Heikle Partnerwahl: Hat der Freier Wolbachia im Leibe?

Boku-Forscher analysieren, ob Raubmilben-Weibchen riechen können, welche Männchen ihrer evolutionären Fitness abträglich sind.

Ein Weibchen zwischen zwei Männchen, wen wird es wählen? An der Entscheidung hängt viel, die "Fitness" des Weibchens, ihr Beitrag zum Genpool der nächsten Generation. Denn die Männchen sehen zwar gleich aus, aber möglicherweise duften sie anders und vermutlich verhalten sie sich auch anders und zeigen damit, daß sie etwas im Leibe tragen, das über Qualität und Quantität der Nachkommen entscheidet: das Bakterium Wolbachia.

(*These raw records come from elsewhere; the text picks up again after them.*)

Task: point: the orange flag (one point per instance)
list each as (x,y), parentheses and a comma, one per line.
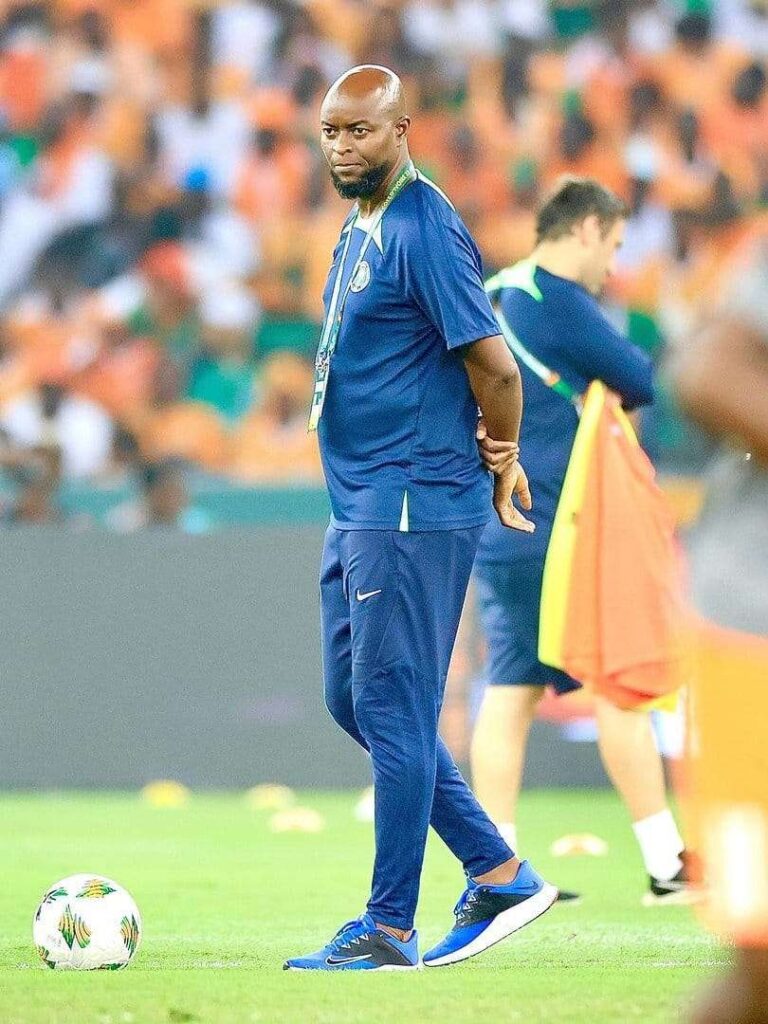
(611,601)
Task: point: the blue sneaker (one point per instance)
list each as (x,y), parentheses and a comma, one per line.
(359,945)
(485,914)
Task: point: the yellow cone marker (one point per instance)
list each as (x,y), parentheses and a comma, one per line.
(303,819)
(582,844)
(166,793)
(270,797)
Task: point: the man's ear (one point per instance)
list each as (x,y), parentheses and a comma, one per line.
(590,228)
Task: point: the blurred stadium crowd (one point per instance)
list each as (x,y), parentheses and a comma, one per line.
(166,218)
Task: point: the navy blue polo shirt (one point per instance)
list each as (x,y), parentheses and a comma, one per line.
(397,430)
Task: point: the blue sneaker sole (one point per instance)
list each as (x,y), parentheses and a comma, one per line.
(501,927)
(370,970)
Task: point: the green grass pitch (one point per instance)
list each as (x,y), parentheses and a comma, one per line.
(224,901)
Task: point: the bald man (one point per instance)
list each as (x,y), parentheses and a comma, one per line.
(409,351)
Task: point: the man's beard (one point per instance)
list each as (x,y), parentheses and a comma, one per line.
(365,186)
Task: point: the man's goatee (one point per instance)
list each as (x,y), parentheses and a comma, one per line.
(364,187)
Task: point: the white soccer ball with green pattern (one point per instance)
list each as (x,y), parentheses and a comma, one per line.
(87,923)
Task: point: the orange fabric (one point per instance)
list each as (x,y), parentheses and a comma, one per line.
(265,452)
(122,380)
(270,187)
(23,87)
(697,79)
(186,430)
(625,605)
(727,778)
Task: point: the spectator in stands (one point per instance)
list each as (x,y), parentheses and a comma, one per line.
(163,503)
(272,444)
(157,156)
(51,416)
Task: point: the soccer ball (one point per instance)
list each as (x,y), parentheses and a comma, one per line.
(87,923)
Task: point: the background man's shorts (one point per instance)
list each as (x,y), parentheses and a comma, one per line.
(508,601)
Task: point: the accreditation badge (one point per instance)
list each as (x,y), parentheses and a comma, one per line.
(322,372)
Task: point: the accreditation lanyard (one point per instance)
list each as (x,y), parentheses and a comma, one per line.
(332,323)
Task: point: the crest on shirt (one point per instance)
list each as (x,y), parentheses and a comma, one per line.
(361,276)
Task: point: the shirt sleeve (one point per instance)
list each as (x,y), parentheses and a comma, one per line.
(597,351)
(443,276)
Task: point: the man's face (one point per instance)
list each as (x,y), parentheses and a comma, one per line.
(360,142)
(600,247)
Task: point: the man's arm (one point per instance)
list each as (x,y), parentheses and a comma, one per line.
(722,382)
(495,380)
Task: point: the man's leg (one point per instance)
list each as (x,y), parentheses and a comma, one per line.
(498,752)
(632,760)
(401,641)
(456,814)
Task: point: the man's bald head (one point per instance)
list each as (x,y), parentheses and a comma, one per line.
(374,84)
(364,130)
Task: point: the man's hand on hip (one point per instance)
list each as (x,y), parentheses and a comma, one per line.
(497,456)
(508,485)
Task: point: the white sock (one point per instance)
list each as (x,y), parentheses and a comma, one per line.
(508,832)
(660,845)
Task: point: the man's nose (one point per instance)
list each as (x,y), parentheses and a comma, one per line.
(342,143)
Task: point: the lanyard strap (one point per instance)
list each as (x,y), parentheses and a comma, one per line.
(332,325)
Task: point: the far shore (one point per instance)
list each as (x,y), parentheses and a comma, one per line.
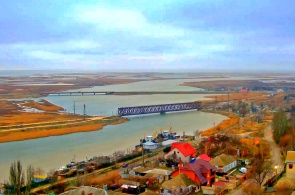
(17,125)
(91,124)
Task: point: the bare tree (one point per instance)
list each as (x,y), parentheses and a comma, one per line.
(261,169)
(16,177)
(38,171)
(30,172)
(280,125)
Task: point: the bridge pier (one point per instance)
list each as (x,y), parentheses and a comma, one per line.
(162,108)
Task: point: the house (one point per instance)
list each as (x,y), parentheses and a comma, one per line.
(180,184)
(159,174)
(199,171)
(205,157)
(224,162)
(39,178)
(290,164)
(181,151)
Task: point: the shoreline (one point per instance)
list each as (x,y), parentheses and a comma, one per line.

Das ist weit verbreitet unter den Arthropoden (Insekten und Spinnen) - etwa 75 Prozent aller Arten haben es in sich - und will überall nur eines: sich selbst fortpflanzen. Das kann es aber nur von einer Wirtsgeneration zur nächsten - Wolbachia lebt nicht frei in der Umwelt wie viele andere Bakterien, sondern in den Zellen der Wirte -, und das kann es nur über das Zytoplasma der Eier, nicht über die Spermien. Deshalb arbeitet Wolbachia auf den unterschiedlichsten Wegen darauf hin, die Zahl der infizierten Weibchen in den Populationen zu heben: In manchen Arten werden durch das Bakterium die Männchen verweiblicht, in anderen werden sie früh getötet und dienen ihren Schwestern als Futter.

"Aber der häufigste Mechanismus ist die unidirektionale zytoplasmatische Inkompatibilität", erklärt Peter Schausberger (Institut für Pflanzenschutz, Wiener Universität für Bodenkultur): "Wenn nicht infizierte Weibchen von infizierten Männchen befruchtet werden, gibt es überhaupt weniger lebensfähige Nachkommen, und das sind fast nur Männchen. So werden die nicht infizierten Weibchen aus der Population hinausgedrängt. Das vermuten wir auch bei unserem Labortier, der Raubmilbe Phytoseiulus persimilis."

Wir, das sind Schausberger und seine Dissertantin Monika Enigl, die - im Rahmen eines Wissenschaftsfonds-Projekts - im Labor die Raubmilben züchten und sie mit ihrer natürlichen Beute füttern, Spinnmilben. Die Milben stammen von Forscherkollegen aus der halben Welt, Enigl und Schausberger bauen aus ihnen zwei "genetisch ähnliche" Kolonien auf, eine Wolbachia-befallene und eine -freie (die Bakterien lassen sich mit Antibiotika und/oder hohen Temperaturen vertreiben).

Widerwillige Paarung?

Dann werden die Wahlversuche durchgeführt: Bei anderen Milben hat man bemerkt, daß die Infektion sich nicht durch die Population ausbreitet, sondern auf konstantem Niveau bleibt - daß also die Wirte Gegenstrategien gegen den ungebetenen Gast haben und ihre Partner mit Bedacht wählen.

Deshalb will Enigl beobachten, ob die Weibchen zwischen infizierten und nichtinfizierten Männchen unterscheiden können und wie sie reagieren: ob sich sie sich widerwilliger mit Infizierten paaren, und ob sie Fehler wieder gut machen, indem sich nach Paarungen mit infizierten noch einmal mit nicht infizierten Männchen paaren.

Das ist nicht nur für die Grundlagen der Verhaltensökologie interessant, es kann praktische Konsequenzen haben: Die Raubmilbe wird weltweit im biologischen Pflanzenschutz gegen Spinnmilben eingesetzt, Wolbachia könnte mit darüber entscheiden, ob Populationen besser oder schlechter gedeihen. Und Wolbachia könnte sich nützlich machen, als Genfähre: Eine amerikanische Forscherin denkt darüber nach, ob man mit ihr erwünschte Eigenschaften in die Raubmilben einschleusen könnte, etwa Resistenzen gegen Herbizide oder Trockenheit.